Isherwood leaves his readers at the university with a paradoxical thought: “the very few who are simply beautiful, just cause they aren’t anxious or aggressive about anything; they’re taking life as it comes” (78). These people, the few who are simply beautiful, are part of the Minority because they are alive; yet they are not part of the minority in the sense that the members of the Minority dare the Majority to attack them. So, the simply beautiful do not figure into the discussion of the Minority and Majority, because they offer no threat to the Majority and do not live as members of the Minority of the Living. They are so far beyond the constructed plot they do not even perceive its effects. Though the discussion of this group is minimal, it seems to be the most beneficial group to be in, neither here nor there and therefore in no way a target for the Majority. Yet George is not one of the simply beautiful. He worries, he’s aggressive, and he is supposed to be the protagonist the reader looks to for guidance. George is also an older man. Perhaps he was once one of the truly beautiful, which gave him the perspective he has now through comparison between his former actions and the actions of today. If so, this novel gives younger readers as well as older readers a guideline for how Isherwood believes death should be confronted. In both cases, this is through non-conformity, breaking with the pre-constructed molds, and accepting life and death as they come.

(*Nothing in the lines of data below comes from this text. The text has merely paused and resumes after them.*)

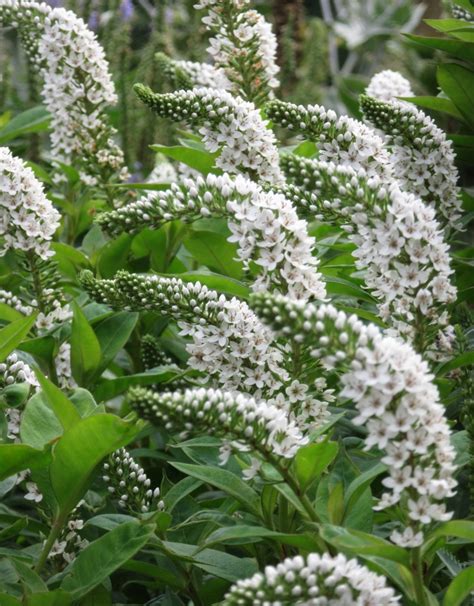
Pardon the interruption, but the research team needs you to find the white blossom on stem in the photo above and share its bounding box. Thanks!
[365,69,415,101]
[282,155,456,355]
[97,174,326,299]
[0,0,125,185]
[360,95,461,228]
[222,553,399,606]
[251,294,457,546]
[0,147,60,259]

Isherwood, then, sets out to demonstrate through his characters exactly how to deal with the most human problem of all: mortality. As a fiction writer tired of fiction, he turns to the reality of life and death to create a universal work of fiction that slowly builds on ideas he fostered for almost a decade before he wrote them down. In a decade like the 1950s, obsessed with conformity, it became clear that the answer was to break from the pre-constructed plot of life to understand one’s own art and through that, one’s own mortality—a concept that resonates even today in a material and conformity-driven society.